ローソンは24日、運転手の負担が大きかった大都市圏での1日3回配送を見直すなど配送業務を簡素化すると発表した。来年4月にトラック運転手の残業上限が規制され深刻な人手不足が懸念される「物流の2024年問題」を1年後に控え、物流網の混乱を防ぐため、小売り各社が効率的な配送に知恵を絞っている。
ローソンはこれまで全国の約7割にあたる大都市圏の店舗で、弁当や総菜を中心に毎日3回配送してきた。今年12月以降は、深夜と朝の配送を集約することで段階的に2回配送へと切り替える。大都市圏以外では既に2回配送へ変更を進めている。

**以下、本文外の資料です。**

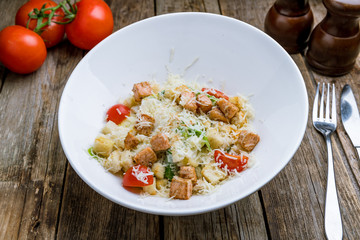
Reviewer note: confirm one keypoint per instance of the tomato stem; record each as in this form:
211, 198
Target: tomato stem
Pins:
40, 15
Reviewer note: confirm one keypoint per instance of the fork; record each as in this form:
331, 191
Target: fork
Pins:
326, 125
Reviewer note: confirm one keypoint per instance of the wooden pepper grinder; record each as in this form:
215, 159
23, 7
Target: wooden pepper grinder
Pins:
334, 43
289, 22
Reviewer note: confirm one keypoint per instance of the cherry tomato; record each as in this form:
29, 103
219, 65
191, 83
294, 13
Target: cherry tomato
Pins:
215, 93
21, 50
117, 113
138, 176
232, 162
52, 34
93, 22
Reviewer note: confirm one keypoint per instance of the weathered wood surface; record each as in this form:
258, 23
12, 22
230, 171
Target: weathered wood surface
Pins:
42, 197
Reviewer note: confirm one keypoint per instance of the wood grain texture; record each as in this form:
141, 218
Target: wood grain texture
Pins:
84, 214
242, 220
42, 197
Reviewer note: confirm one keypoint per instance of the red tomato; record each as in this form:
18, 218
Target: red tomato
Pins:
138, 176
215, 93
117, 113
93, 22
52, 34
232, 162
21, 50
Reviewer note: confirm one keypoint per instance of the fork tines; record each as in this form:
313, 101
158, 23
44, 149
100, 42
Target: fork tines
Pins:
325, 92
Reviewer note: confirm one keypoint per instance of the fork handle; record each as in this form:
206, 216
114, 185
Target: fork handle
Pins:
358, 150
333, 225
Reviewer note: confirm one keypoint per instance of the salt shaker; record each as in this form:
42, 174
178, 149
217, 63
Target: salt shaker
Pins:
335, 42
289, 22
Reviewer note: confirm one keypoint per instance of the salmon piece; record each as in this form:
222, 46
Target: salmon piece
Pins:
188, 101
248, 140
146, 157
160, 142
145, 124
217, 115
229, 109
188, 172
181, 188
141, 90
130, 141
204, 103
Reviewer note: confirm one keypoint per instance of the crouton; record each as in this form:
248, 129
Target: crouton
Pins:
159, 170
112, 163
145, 124
204, 103
141, 90
160, 142
239, 119
215, 140
126, 160
229, 109
181, 188
103, 146
130, 141
213, 174
248, 140
188, 100
217, 115
109, 127
146, 157
161, 183
188, 172
151, 189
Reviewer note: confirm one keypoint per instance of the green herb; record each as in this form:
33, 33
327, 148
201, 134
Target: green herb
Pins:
92, 154
213, 99
206, 141
187, 132
170, 167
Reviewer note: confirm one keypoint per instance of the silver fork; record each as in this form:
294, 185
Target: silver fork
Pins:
327, 125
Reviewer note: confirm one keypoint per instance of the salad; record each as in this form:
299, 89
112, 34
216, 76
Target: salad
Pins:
177, 139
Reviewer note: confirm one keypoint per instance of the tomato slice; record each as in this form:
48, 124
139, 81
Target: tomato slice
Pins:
215, 93
117, 113
138, 176
233, 162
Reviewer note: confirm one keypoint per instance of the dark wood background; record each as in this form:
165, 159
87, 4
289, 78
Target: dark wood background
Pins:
42, 197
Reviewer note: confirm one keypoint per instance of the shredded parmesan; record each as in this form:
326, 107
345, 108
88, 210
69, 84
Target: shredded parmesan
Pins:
193, 136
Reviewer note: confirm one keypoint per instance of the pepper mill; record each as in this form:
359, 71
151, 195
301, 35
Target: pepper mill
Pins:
334, 43
289, 22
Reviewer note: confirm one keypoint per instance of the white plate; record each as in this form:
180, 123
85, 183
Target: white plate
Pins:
236, 56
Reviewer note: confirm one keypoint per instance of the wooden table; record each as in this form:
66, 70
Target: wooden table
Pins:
42, 197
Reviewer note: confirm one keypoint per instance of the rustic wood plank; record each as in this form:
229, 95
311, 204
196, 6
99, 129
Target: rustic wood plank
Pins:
11, 201
242, 220
84, 214
346, 166
33, 158
170, 6
252, 12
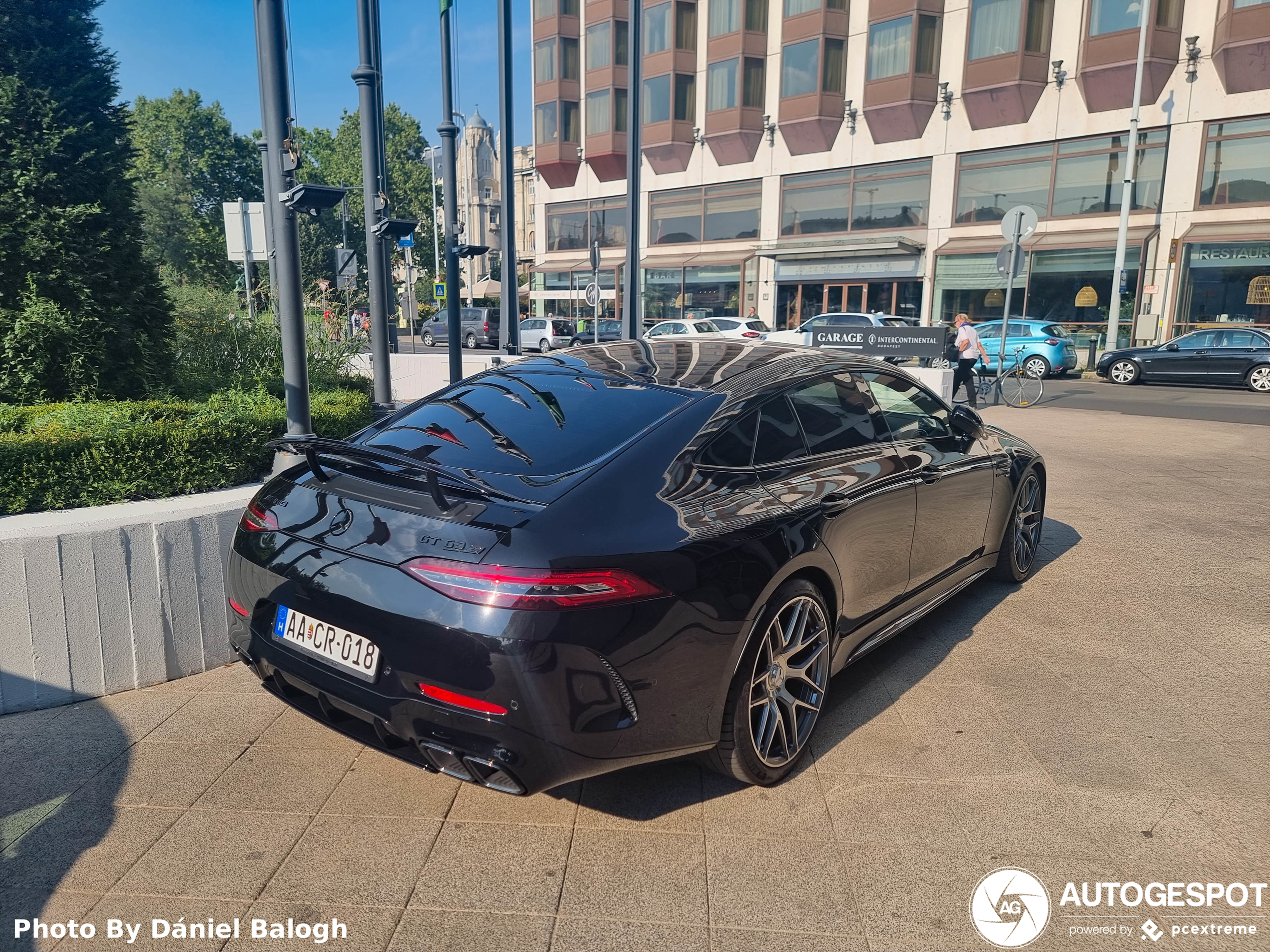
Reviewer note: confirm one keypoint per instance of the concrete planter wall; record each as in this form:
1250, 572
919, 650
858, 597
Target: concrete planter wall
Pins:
114, 597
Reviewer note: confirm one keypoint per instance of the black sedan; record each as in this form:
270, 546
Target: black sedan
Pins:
1232, 357
622, 554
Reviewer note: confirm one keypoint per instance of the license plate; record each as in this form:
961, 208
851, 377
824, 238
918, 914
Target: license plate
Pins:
344, 649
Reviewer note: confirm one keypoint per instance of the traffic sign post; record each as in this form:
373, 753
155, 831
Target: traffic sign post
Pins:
1020, 222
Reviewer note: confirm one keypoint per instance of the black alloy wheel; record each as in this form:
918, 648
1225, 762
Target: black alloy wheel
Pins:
1123, 372
775, 700
1022, 540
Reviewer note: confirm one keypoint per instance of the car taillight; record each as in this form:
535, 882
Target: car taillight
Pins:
257, 520
450, 697
542, 589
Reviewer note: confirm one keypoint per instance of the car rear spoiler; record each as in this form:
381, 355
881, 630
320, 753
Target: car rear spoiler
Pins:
314, 448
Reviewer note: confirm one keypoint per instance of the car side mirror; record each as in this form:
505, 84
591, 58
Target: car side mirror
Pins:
966, 421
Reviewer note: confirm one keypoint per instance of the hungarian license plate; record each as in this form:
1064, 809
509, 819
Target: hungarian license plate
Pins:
346, 650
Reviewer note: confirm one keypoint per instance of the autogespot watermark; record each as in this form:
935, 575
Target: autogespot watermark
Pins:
1010, 908
180, 931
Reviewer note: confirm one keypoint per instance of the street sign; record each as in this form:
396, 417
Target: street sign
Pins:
1026, 225
884, 342
236, 233
346, 268
1004, 262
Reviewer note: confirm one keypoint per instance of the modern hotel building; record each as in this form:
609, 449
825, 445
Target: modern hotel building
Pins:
812, 155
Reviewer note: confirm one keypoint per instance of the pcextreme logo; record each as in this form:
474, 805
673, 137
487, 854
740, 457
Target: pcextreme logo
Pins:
1010, 908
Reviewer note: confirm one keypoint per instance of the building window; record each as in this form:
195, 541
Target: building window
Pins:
722, 85
598, 113
1113, 17
620, 108
928, 62
657, 28
890, 47
545, 123
800, 67
1078, 177
568, 59
685, 26
754, 92
570, 125
620, 36
600, 51
1236, 163
714, 213
685, 97
657, 99
893, 196
544, 60
835, 79
756, 15
724, 17
995, 27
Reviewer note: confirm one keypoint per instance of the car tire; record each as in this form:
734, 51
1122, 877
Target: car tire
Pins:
1259, 379
1016, 559
765, 673
1036, 367
1123, 372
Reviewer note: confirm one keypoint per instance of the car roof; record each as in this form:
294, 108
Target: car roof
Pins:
733, 366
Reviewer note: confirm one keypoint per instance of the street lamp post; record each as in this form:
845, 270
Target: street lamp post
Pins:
271, 37
372, 151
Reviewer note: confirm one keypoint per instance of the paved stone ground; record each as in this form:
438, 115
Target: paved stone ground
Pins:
1106, 721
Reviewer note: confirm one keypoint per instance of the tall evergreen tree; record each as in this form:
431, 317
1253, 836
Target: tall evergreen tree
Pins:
82, 311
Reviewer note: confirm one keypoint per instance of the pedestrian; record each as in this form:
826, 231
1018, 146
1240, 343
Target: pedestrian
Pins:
970, 352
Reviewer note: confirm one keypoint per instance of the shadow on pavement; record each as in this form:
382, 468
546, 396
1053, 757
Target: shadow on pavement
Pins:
657, 790
60, 772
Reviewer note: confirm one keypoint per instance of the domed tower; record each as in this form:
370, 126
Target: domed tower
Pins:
479, 196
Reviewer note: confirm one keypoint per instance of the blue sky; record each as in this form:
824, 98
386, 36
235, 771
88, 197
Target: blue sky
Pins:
210, 46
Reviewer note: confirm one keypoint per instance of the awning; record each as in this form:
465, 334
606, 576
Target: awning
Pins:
1228, 231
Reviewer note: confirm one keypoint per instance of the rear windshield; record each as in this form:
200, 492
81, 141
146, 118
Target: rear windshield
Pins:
528, 424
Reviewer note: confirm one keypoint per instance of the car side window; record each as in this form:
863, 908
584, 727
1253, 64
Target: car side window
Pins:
779, 434
835, 415
734, 447
908, 410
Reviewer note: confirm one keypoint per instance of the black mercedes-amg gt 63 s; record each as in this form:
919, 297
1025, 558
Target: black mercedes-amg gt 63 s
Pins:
620, 554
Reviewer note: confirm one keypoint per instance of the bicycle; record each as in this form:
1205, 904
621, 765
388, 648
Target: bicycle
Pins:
1019, 389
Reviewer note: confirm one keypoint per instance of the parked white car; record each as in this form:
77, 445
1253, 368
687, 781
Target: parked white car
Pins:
744, 328
542, 334
694, 329
845, 319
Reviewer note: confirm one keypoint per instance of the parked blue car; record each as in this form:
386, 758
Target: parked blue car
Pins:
1047, 347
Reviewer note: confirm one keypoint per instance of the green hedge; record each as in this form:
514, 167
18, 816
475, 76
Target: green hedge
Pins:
60, 456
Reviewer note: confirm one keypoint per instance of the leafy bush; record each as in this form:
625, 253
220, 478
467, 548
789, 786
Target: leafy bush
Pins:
59, 456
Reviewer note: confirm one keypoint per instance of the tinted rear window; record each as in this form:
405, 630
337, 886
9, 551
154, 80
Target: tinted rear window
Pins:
528, 424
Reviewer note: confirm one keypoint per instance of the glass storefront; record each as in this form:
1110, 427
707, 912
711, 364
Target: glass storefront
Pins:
1224, 282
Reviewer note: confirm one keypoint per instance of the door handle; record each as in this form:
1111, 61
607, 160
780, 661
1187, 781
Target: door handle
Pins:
836, 503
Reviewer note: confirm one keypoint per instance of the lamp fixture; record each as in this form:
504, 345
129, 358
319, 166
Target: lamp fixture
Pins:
1192, 59
1058, 73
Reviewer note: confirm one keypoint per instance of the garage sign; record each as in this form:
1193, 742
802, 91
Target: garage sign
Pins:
884, 342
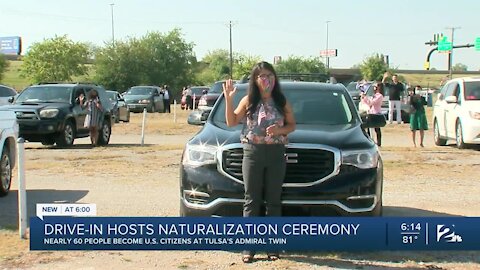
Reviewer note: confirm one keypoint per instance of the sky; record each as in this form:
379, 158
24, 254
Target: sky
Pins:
267, 28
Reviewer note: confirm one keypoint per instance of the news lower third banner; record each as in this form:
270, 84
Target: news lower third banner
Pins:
280, 233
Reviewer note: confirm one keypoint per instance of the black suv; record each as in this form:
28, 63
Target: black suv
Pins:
333, 167
51, 113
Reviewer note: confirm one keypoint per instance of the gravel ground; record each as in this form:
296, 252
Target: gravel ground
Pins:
125, 179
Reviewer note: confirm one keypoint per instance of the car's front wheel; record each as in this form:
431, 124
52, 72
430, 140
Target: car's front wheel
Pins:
459, 136
436, 135
67, 136
5, 173
104, 133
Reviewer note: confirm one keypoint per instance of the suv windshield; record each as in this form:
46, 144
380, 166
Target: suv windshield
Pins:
140, 91
45, 94
472, 90
310, 107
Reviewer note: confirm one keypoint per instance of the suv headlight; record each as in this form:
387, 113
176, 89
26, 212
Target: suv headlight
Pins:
363, 159
48, 113
475, 115
198, 155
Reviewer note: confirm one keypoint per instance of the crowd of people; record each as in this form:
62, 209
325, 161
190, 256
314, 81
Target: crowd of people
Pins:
416, 107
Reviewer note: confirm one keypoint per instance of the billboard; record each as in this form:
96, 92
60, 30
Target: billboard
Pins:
11, 45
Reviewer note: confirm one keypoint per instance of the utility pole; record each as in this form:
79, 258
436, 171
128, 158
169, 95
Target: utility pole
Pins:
113, 31
450, 53
231, 51
326, 47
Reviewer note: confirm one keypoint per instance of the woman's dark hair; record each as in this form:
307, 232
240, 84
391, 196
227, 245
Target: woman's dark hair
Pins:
380, 87
92, 94
254, 95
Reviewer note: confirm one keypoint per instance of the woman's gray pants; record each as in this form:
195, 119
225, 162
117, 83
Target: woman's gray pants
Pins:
263, 171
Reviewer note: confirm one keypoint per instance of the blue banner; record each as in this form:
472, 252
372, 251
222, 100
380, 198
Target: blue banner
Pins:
261, 234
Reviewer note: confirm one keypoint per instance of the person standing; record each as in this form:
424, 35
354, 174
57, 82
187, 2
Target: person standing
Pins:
93, 119
375, 108
395, 91
166, 99
418, 118
269, 119
189, 100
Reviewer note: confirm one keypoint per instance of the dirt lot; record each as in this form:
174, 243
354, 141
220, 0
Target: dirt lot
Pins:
126, 179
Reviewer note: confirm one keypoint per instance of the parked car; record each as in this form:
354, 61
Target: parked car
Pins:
456, 114
8, 148
51, 113
141, 97
333, 167
120, 111
207, 101
6, 94
197, 93
404, 108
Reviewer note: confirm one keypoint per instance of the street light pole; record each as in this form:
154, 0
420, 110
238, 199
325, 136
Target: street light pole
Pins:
231, 52
450, 53
326, 48
113, 29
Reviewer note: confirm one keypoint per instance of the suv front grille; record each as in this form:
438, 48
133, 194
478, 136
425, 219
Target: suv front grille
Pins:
26, 115
303, 165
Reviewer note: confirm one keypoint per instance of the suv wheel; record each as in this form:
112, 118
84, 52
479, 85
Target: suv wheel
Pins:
48, 141
459, 136
436, 135
5, 173
105, 132
66, 137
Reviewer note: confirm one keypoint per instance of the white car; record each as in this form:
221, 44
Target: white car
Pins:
456, 114
8, 147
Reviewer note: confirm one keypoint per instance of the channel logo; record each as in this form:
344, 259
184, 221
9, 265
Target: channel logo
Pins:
447, 234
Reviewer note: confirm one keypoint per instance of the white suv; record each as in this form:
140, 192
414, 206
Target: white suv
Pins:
8, 148
456, 114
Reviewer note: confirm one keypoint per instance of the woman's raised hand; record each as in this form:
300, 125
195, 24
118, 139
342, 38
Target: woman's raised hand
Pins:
229, 89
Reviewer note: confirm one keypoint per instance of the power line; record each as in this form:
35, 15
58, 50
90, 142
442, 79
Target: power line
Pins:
450, 54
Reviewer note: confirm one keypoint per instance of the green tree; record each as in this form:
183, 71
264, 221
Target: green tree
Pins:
373, 67
55, 59
243, 64
459, 67
154, 59
300, 68
3, 65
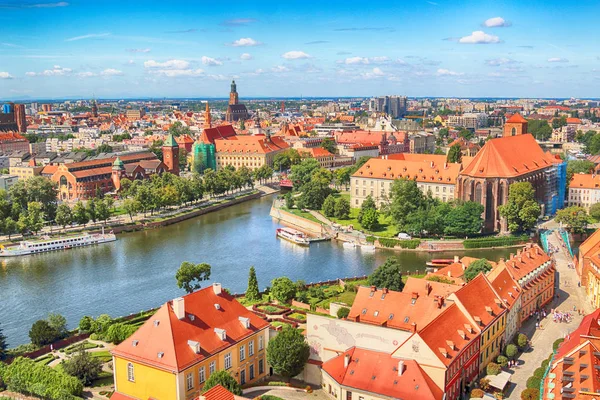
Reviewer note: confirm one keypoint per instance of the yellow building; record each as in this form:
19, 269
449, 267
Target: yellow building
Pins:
187, 340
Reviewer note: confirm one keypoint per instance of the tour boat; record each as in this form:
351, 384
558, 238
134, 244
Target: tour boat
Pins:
294, 236
45, 244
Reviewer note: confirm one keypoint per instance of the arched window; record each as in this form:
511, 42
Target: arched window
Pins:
130, 373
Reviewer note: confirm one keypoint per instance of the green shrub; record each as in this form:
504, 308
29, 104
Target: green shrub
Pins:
533, 382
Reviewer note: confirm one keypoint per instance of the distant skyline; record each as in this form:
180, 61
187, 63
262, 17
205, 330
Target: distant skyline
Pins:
438, 48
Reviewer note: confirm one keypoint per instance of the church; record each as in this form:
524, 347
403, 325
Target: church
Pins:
235, 110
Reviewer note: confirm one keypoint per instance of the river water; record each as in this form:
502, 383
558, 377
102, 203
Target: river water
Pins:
137, 272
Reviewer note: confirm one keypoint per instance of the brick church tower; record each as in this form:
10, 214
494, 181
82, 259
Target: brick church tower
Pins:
171, 155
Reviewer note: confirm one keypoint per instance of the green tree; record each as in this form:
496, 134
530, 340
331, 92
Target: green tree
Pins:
477, 266
288, 352
223, 378
283, 289
522, 210
329, 206
575, 218
41, 333
342, 208
80, 214
189, 275
83, 367
64, 215
454, 154
252, 293
388, 275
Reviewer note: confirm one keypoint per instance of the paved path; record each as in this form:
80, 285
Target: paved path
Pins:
542, 339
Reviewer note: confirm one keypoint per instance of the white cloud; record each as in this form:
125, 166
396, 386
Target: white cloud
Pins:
88, 36
447, 72
170, 64
111, 72
496, 22
479, 37
295, 55
245, 42
210, 61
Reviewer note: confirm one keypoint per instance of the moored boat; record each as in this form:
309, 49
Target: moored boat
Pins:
294, 236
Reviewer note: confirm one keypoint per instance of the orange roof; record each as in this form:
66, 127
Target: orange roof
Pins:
377, 372
166, 342
449, 334
508, 157
250, 144
516, 119
585, 181
420, 171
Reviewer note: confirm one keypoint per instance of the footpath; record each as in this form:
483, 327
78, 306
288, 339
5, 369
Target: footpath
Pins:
570, 296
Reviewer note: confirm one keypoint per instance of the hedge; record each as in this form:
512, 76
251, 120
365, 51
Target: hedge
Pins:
496, 241
405, 244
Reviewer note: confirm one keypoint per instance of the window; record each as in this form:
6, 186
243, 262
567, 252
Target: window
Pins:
130, 373
242, 352
189, 379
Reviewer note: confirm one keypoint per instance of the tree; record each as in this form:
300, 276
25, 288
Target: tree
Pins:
222, 378
370, 219
64, 215
477, 266
454, 154
83, 367
283, 289
58, 323
288, 352
342, 208
189, 275
522, 210
329, 206
575, 218
41, 333
388, 275
80, 214
252, 293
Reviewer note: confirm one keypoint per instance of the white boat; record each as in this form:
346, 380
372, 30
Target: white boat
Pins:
45, 244
294, 236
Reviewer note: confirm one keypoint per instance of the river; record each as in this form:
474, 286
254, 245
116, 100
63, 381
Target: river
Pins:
137, 272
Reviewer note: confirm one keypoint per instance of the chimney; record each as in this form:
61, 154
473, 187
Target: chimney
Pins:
346, 360
179, 308
217, 288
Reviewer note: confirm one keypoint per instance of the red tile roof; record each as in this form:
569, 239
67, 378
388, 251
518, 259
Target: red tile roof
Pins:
509, 157
162, 341
375, 372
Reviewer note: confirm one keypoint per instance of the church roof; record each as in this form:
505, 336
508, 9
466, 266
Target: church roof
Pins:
508, 157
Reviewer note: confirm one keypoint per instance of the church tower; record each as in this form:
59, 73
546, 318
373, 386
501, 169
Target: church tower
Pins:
171, 155
233, 97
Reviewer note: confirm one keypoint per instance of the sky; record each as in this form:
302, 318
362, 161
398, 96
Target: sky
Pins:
441, 48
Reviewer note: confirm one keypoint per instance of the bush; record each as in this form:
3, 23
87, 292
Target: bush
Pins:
343, 312
493, 369
533, 382
530, 394
511, 351
503, 361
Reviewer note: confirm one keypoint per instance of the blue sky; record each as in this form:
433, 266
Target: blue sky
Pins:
486, 48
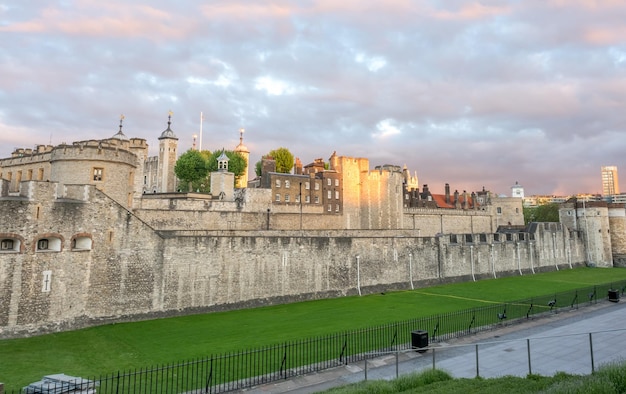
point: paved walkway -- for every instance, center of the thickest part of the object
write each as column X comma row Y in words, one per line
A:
column 557, row 342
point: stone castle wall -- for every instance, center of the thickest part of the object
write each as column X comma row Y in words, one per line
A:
column 132, row 271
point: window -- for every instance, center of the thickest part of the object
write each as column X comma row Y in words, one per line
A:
column 45, row 283
column 42, row 244
column 81, row 243
column 6, row 244
column 97, row 174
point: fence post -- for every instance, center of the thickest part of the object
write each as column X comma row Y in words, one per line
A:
column 530, row 370
column 365, row 368
column 397, row 374
column 433, row 358
column 477, row 373
column 593, row 370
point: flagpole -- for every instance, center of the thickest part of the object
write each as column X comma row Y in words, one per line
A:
column 200, row 141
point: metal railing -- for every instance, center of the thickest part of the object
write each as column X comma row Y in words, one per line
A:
column 544, row 355
column 239, row 370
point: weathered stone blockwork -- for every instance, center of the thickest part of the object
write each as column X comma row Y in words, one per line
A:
column 133, row 271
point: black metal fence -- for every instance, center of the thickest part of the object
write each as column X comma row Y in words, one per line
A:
column 239, row 370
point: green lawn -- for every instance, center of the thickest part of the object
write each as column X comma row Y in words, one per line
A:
column 109, row 348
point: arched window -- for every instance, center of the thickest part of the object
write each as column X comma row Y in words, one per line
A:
column 49, row 244
column 9, row 245
column 81, row 243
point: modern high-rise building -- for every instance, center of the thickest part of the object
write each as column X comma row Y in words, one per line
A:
column 610, row 183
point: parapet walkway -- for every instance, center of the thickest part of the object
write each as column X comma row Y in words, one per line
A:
column 556, row 342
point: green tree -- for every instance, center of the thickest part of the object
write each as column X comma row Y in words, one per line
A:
column 236, row 162
column 542, row 213
column 190, row 168
column 284, row 160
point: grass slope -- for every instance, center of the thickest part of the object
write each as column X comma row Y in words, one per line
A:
column 109, row 348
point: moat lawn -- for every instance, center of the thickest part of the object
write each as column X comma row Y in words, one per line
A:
column 110, row 348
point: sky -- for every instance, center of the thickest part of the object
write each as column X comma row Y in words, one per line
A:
column 471, row 93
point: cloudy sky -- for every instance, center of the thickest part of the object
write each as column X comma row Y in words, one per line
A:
column 470, row 93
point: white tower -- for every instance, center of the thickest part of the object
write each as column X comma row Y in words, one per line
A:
column 242, row 181
column 168, row 145
column 517, row 190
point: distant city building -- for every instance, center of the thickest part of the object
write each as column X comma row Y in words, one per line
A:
column 517, row 190
column 610, row 183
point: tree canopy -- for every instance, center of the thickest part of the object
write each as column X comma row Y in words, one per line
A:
column 284, row 161
column 542, row 213
column 191, row 168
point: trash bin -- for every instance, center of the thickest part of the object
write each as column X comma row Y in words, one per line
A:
column 419, row 340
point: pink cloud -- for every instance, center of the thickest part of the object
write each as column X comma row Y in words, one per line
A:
column 106, row 20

ローソンは配送業務を社外に委託している。3回配送の場合は運転手を終日拘束することになるが、2回配送に切り替えることで、物流業者は空き時間に他社の配送業務を請け負える。
カップ麺やペットボトル飲料などの常温商品と冷凍商品も来年1月から配送を見直し、需要が少ない日はトラックの台数を減らす。
一連の効率化を通じて、配送による二酸化炭素(Co2)排出量を約8%減らせると試算。また、物流網の混乱を防ぐことで、自社の配送業務も中長期的に円滑化できると考えている。
「物流24年問題」に取り組むのはローソンだけではない。同じコンビニ業界ではファミリーマートが効率的な配送ルートを提案する人工知能(AI)を導入。配送コストの削減や、運転手の負担軽減につなげる。
課題解決に向け競合する小売り各社が協力する動きも広まる。九州を拠点に展開するイオン九州などの小売り10社以上は、近接する店舗に同じトラックを使って配送する仕組みを構築した。共同配送は食品メーカーなどでも広まりつつあり、ライバル同士が手を組み課題解決へ挑んでいる。
物流の2024年問題 トラック運転手の残業の上限を年960時間に規制する労働基準法が令和6(2024)年4月に物流業者に適用され、深刻な人手不足が懸念される問題。施行から5年間の猶予があったにもかかわらず、業界で長時間労働が是正されず、危機感が強まっている。背景にはインターネット通販の普及による荷物の増加に加え、低賃金や高齢化による担い手不足がある。(飯嶋彩希)
物流の2024年問題 トラック運転手の残業の上限を年960時間に規制する労働基準法が令和6(2024)年4月に物流業者に適用され、深刻な人手不足が懸念される問題。施行から5年間の猶予があったにもかかわらず、業界で長時間労働が是正されず、危機感が強まっている。背景にはインターネット通販の普及による荷物の増加に加え、低賃金や高齢化による担い手不足がある。